Witty Quotes, Sayings with verbal humor
Money doesn’t buy happiness, but it does buy everything else.
It is better to be rich & miserable than poor & miserable.
My ancestors didn’t fight their way to the top of the food chain so I could be a vegetarian.
Raisins that look like chocolate chips is the reason why I have trust issues.
The severity of the itch is inversely proportional to the ability to reach it.
The voices in my head may not be real, but they have some good ideas!
We have enough youth, how about a fountain of smart?
It’s recession when your neighbor loses his job; it’s a depression when you lose yours.
– Harry S Truman
Save a tree, eat a beaver…
The only place you find success before work is in the dictionary.
Newtons Law of Romance:
Love can neither be created nor be destroyed,
It can only be changed from one girl friend to another.
Must Do: Make a to- do list
The real trouble with reality is that there’s no background music.
As long as there are tests, there will be prayer in schools.
I’d kill for a Nobel Peace Prize.
– Steven Wright
87.6% of all statistics are made up on the spot.
‘Expert’ – from the adjective *pert*, meaning ‘lively’ or ‘effective,’ and the prefix *ex- *, meaning ‘not.’ – John Alejandro King (from The Covert Comic)

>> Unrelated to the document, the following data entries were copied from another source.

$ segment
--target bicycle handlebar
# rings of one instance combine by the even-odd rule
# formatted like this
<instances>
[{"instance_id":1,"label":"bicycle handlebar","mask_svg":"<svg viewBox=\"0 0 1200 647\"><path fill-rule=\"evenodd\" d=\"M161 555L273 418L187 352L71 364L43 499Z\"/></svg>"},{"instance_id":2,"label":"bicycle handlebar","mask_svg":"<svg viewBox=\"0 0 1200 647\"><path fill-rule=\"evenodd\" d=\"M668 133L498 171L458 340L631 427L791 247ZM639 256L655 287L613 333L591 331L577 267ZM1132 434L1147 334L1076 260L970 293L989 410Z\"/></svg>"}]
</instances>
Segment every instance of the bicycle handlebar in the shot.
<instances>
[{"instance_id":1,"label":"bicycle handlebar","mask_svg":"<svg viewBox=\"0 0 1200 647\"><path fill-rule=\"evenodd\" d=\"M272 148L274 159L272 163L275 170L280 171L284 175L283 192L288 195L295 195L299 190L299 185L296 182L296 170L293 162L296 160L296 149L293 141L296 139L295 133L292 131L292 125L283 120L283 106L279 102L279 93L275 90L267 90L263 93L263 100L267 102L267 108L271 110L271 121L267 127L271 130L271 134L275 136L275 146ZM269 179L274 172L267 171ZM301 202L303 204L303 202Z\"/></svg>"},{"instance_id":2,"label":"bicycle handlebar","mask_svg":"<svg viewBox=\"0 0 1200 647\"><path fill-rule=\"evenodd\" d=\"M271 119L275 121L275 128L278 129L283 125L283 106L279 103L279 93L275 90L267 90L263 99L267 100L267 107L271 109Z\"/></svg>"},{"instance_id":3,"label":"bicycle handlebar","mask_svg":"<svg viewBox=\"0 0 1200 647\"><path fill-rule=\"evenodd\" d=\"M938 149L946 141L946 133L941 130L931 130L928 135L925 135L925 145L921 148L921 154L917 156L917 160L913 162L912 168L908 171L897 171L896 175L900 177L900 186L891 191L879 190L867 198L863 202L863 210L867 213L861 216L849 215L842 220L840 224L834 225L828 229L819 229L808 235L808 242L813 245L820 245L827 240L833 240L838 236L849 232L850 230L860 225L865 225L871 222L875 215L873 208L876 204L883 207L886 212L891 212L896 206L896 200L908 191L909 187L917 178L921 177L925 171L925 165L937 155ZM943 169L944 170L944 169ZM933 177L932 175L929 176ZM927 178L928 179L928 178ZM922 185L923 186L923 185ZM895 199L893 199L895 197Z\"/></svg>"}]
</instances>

Always and never are two words you should always remember never to use.
You can’t be late until you show up.
There’s nothing to fear. Except maybe that weird guy over there.
I can resist everything except temptation.
– Oscar Wilde
Everywhere is within walking distance if you have the time.
– Steven Wright
I may never get out of this world alive but I’ll die trying.